Once Terry Doyle's work visa clears (likely later this month), the Hawks will have him pitch in a few games at Ni-gun. Source: Sponichi 6/18/2012
Hiroki Kokubo will likely be added to the active roster on June 26 if can play through an upcoming three-game series against the Ni-gun Hiroshima Carp (begins on June 22) without getting tired and needing rest. Source: Sports Hochi Osaka 6/18/2012
Tadashi Settsu was taken off the active roster today since he is not scheduled to pitch for at least ten days. The Hawks also want to give Settsu a chance to rest before his next start. Source: Sponichi 6/17/2012
Nobuhiko Matsunaka did not take part in pre-game practice and was held out of today's game because he hurt his left wrist when sliding head first into first during Saturday's game against Yokohama. Source: Sponichi 6/17/2012
Hiroki Kokubo worked out at Yahoo Dome today. He will begin taking live batting practice on Tuesday and will play in a Ni-gun game next weekend. If everything is ok, he might be able to return to the active roster as early as June 26.

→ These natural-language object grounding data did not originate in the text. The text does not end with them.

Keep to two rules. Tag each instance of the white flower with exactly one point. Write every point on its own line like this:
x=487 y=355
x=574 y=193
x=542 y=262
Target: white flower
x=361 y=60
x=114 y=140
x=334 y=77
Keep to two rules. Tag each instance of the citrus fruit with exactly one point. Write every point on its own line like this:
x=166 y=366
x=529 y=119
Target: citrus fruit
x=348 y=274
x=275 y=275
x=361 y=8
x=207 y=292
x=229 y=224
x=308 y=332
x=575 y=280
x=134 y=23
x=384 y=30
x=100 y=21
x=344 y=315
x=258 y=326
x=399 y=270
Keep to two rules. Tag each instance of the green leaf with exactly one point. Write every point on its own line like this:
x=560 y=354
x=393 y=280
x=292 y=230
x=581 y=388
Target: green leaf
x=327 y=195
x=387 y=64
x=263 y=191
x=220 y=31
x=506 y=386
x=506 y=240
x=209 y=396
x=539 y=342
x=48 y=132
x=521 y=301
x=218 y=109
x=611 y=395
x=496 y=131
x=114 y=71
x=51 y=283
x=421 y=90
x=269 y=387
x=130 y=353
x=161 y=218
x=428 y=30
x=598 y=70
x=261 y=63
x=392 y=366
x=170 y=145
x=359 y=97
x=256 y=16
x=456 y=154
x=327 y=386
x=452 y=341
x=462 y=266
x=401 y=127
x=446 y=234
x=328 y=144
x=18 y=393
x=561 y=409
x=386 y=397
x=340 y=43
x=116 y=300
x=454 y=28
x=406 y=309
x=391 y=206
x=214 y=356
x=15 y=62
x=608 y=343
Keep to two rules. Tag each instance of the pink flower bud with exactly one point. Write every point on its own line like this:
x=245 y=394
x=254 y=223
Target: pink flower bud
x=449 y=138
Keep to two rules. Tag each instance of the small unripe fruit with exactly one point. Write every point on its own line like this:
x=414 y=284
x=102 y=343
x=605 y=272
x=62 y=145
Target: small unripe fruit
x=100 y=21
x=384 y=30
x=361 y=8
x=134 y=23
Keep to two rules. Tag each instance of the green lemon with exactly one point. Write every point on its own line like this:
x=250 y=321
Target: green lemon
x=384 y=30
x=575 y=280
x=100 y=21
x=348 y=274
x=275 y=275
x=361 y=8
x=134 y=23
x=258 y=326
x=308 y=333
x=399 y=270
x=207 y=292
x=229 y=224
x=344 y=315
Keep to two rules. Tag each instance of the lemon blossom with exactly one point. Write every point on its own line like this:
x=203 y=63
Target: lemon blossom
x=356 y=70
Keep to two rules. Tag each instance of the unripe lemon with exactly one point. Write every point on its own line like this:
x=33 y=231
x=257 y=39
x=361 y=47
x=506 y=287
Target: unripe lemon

Kokubo may also undergo another evaluation on Monday.
Source: Nikkan Sports 6/17/2012
Hiroki Kokubo was taken off the active roster today with lower back pains.
UPDATE @ 6:27pm - Kokubo got an MRI on his lower back today and was diagnosed with a slipped disc.
"I had a hard time deciding what to do, but I figured if I played, I probably wouldn't do very well. ... It hurts to even talk. This is the first time I have experienced a slipped disc so I am not really sure [how things will go]," said Kokubo.
Kokubo will rest for a few days and, if everything is ok, begin his rehab at the Saitozaki training facilities on May 29. The earliest he might be able to return to the active roster would be June 5.
Incidentally, this is apparently separate from the lower back pains he was experiencing earlier on.